Prevented by illness from attending, Jefferson sent to the Convention elaborate resolutions, which he proposed as instructions to the Virginia delegates to the Continental Congress that was to meet at Philadelphia in September. In the direct language of reproach and advice, with no disingenuous loading of the Crown’s policy upon its agents, these resolutions attacked the errors of King George III and maintained that the relation between Great Britain and these colonies was exactly the same as that of England and Scotland after the accession of James and until the Union; and that our emigration to this country gave England no more rights over us than the emigration of the Danes and Saxons gave to the present authorities of their mother country over England.

This was cutting at the common root of allegiance, emigration, and colonization. But such radicalism was too thoroughgoing for the immediate end. However, the resolutions were published as a pamphlet entitled A Summary View of the Rights of America, which was widely circulated.

In England, after receiving such modifications (attributed to Edmund Burke) as adapted it to the purposes of the opposition, this pamphlet ran through many editions, and procured for its author, as he said, the honor of having his name inserted in a long list of proscriptions enrolled in a bill of attainder commenced in one of the two houses of parliament, but suppressed in embryo by the hasty course of events. It placed Jefferson among the foremost leaders of revolution, and procured for him the honor of later drafting the Declaration of Independence, whose historical portions were, in large part, only a revised transcript of A Summary View.

In June 1775, Jefferson took his seat in the Second Continental Congress, taking with him fresh credentials of radicalism in the shape of Virginia’s answer, which he had drafted, to Lord North’s conciliatory propositions. Jefferson soon drafted the reply of Congress to the same propositions. Reappointed to the next Congress, he more than justified his service by drafting the Declaration of Independence.

Activity in the Virginia Assembly

Again reappointed, he surrendered his seat, and after refusing a proffered election to serve as a commissioner with Benjamin Franklin and Silas Deane in France, he entered again, in October 1776, the Virginia Assembly (formerly the House of Burgesses), where he considered his services most needed.

The local work to which Jefferson attributed such importance was a revision of Virginia’s laws. Of the measures proposed to this end he said that I considered four, passed or reported, as forming a system by which every trace would be eradicated of ancient or future aristocracy, and a foundation laid for a government truly republican. This included the repeal of the laws of entail; the abolition of primogeniture and the unequal division of inheritances (Jefferson was himself an eldest son); the guarantee of freedom of conscience and relief of the people from supporting, by taxation, an established church; and a system of general education.

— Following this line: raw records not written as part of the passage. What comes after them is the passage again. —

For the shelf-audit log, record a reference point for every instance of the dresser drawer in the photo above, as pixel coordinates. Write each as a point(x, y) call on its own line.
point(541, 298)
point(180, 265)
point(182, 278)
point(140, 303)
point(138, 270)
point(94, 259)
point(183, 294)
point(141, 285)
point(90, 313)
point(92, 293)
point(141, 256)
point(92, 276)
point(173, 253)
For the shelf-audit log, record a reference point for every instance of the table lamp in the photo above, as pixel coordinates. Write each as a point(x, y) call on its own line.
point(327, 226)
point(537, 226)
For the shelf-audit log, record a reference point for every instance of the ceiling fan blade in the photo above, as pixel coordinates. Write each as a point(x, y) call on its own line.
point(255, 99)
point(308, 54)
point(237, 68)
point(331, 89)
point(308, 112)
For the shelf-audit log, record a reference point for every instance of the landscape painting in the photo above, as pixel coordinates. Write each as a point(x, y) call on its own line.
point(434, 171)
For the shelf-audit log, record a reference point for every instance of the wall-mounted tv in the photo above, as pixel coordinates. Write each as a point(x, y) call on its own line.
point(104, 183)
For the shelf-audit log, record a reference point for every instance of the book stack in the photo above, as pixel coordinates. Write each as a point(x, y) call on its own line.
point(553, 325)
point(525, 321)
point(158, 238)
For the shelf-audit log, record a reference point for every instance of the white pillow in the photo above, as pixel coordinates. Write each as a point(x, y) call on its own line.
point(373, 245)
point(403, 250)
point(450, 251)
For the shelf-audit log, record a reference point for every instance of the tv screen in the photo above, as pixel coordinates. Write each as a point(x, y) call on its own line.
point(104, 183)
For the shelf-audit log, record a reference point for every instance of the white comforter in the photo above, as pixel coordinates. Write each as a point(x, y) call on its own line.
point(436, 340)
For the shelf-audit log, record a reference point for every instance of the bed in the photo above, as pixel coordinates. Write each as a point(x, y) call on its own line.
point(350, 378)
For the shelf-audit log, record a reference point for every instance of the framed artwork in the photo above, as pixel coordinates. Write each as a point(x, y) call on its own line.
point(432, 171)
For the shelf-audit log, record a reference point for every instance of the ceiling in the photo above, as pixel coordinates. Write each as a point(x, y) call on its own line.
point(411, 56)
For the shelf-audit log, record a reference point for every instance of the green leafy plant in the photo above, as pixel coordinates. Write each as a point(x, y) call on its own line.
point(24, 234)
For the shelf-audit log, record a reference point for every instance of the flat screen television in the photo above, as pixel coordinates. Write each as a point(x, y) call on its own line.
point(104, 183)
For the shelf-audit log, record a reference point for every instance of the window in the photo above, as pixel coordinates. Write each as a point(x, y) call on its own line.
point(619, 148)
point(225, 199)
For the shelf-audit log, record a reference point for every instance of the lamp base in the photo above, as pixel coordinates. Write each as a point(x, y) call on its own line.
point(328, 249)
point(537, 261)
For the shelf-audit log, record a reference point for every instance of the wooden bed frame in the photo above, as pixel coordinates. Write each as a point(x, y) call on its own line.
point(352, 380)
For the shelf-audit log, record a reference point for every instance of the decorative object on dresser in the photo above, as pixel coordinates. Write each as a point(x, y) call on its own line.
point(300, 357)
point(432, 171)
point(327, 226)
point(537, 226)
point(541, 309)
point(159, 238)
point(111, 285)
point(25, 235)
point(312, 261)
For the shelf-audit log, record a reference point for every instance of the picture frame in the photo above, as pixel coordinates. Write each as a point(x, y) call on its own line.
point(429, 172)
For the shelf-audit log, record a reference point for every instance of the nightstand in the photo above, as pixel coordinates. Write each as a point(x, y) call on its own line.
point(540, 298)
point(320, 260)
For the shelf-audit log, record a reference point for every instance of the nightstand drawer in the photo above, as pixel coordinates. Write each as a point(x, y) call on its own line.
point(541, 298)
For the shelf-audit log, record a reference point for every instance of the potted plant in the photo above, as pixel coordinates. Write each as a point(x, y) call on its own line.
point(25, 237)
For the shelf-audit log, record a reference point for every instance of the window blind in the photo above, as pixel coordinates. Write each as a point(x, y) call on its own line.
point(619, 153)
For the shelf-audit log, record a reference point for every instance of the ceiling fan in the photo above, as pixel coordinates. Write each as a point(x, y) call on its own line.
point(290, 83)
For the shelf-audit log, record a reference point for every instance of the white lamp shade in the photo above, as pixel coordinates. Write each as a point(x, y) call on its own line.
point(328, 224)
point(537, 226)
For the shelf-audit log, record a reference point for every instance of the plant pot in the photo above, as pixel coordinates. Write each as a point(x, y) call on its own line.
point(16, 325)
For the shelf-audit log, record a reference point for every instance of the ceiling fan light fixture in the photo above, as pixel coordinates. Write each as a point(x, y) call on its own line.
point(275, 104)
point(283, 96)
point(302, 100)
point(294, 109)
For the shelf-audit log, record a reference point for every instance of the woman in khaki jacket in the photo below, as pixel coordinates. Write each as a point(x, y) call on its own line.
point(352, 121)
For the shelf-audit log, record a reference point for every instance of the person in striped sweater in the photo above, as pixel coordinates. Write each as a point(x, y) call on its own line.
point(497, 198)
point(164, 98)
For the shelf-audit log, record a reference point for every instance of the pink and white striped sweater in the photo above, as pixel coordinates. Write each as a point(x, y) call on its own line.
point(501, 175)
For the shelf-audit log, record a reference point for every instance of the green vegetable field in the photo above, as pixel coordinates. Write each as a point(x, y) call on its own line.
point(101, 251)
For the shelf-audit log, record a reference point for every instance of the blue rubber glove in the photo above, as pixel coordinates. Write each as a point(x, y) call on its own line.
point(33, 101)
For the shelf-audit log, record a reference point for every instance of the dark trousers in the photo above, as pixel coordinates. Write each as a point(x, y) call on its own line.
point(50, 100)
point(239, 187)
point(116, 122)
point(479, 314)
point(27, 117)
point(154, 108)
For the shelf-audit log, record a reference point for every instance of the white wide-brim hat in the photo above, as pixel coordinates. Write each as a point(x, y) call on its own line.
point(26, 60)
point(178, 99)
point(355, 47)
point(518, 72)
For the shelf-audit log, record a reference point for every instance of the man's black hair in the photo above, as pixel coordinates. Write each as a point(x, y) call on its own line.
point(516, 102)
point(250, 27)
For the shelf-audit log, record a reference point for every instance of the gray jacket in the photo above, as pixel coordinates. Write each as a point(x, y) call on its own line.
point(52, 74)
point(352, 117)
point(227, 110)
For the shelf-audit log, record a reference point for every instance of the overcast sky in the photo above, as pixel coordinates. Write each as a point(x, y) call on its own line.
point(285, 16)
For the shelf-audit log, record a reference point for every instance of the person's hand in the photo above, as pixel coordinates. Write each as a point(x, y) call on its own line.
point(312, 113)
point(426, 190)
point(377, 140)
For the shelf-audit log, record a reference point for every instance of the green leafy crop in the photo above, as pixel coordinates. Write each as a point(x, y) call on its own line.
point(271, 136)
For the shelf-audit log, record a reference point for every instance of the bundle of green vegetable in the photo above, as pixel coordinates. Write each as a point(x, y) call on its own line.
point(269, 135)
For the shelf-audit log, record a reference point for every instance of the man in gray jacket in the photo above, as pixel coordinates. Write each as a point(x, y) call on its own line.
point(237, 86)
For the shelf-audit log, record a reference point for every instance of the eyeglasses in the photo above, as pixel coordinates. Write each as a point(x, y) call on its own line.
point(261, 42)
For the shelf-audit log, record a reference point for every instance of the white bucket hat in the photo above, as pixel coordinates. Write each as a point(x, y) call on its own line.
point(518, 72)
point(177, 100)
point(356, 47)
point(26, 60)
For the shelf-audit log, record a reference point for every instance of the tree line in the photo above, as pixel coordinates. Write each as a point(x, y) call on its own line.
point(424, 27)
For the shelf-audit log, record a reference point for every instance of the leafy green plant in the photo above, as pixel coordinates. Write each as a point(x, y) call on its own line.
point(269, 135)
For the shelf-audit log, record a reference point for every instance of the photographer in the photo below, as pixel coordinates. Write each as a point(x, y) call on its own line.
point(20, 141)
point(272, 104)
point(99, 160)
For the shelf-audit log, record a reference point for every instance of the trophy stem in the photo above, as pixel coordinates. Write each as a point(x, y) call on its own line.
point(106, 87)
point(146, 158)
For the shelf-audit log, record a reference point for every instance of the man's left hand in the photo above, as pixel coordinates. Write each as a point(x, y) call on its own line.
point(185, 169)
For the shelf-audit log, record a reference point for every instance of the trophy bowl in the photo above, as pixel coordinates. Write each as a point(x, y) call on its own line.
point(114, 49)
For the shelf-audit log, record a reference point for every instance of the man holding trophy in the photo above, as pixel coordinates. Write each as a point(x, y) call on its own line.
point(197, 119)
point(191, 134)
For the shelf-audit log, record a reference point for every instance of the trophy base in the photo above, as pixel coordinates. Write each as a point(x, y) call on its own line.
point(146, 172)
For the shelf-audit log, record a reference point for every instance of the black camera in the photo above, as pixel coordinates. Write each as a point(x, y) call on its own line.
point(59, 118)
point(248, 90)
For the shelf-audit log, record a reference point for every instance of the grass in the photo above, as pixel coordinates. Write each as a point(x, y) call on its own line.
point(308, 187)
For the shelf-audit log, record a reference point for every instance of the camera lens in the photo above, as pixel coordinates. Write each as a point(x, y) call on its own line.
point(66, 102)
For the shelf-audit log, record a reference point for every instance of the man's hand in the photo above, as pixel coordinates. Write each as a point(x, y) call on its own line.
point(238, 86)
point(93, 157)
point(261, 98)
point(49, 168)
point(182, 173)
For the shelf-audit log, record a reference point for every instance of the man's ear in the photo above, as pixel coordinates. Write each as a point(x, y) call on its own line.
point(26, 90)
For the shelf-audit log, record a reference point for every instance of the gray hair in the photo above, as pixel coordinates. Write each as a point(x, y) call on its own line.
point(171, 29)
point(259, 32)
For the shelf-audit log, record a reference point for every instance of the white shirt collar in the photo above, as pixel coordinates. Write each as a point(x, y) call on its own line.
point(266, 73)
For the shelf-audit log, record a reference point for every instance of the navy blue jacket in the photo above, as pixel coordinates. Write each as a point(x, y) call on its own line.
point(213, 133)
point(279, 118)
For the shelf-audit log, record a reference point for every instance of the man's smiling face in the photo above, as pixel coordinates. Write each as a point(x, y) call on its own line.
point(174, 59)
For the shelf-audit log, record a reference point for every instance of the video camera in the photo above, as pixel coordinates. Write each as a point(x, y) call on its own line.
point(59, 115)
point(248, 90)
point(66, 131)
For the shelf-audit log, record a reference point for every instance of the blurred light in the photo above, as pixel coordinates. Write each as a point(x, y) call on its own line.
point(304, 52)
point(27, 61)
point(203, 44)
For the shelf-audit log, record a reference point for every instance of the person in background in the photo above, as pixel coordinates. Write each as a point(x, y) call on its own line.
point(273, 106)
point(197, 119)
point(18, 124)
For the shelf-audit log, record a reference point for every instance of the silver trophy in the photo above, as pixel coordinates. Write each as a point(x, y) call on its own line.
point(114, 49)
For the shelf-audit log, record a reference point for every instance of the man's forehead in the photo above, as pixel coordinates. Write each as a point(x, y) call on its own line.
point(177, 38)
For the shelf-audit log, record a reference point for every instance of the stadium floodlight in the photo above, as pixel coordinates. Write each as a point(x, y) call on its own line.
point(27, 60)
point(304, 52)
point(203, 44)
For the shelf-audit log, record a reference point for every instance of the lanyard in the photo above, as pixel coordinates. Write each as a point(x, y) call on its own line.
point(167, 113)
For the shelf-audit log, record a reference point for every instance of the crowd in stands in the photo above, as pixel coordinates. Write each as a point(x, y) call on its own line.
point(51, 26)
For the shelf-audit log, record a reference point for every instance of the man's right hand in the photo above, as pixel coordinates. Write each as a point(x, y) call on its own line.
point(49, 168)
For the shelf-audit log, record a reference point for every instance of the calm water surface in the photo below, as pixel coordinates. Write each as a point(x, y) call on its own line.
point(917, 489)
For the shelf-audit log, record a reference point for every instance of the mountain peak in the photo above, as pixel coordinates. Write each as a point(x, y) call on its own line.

The first object was embodied in law in 1776, the second in 1785, the third in 1786 (supplemented 1799 and 1801). The last two were included in the body of codified laws prepared by Edmund Pendleton, George Wythe, and, principally, Jefferson himself (1776—79).

Not so fortunate were Jefferson’s ambitious schemes for education, including district, grammar and classical schools, and a free state library and a state college. He was the first American statesman to make education by the state a fundamental article of democratic faith. His bill for elementary education he regarded as the most important part of the code, but Virginia had no strong middle class, and the planters would not assume the burden of educating the poor.

At this point in his life Jefferson championed the natural right of expatriation and the gradual emancipation of the slaves. His earliest legislative effort, in the five-day session of 1769, had been marked by an effort to secure to masters the freedom to manumit their slaves without removing them from the state. It was unsuccessful. The more radical measure he now favored was even more impossible of attainment; but a bill he introduced to prohibit the importation of slaves was passed in 1778 — the only important change effected in the slave system of the state during the Revolutionary War.

Finally, he endeavored, though unsuccessfully, to secure the introduction of juries into the courts of chancery, and aided in securing a humanitarian revision of the penal code — which, though it lost by one vote in 1785, was sustained by public sentiment and was adopted in 1796.

Of course, Jefferson is not entitled to the sole credit for all these services: Wythe, George Mason, and, in particular, James Madison, were his devoted lieutenants, and — after his departure for France — the principals in the struggle. In addition, an approving public opinion must receive large credit. Yet Jefferson was throughout the chief inspirer and foremost worker.

Governor of Virginia

In 1779, at almost the gloomiest stage of the war in the southern states, Jefferson succeeded Patrick Henry as Governor of Virginia — the second to hold that office after the organization of the state government. In his second term (1780—81), the state was overrun by British expeditions, and Jefferson was blamed for the ineffectual preparation and resistance. Though he cannot be said to have been eminently fitted for the task of war-time governor, much of the criticism of his administration was undoubtedly unjust.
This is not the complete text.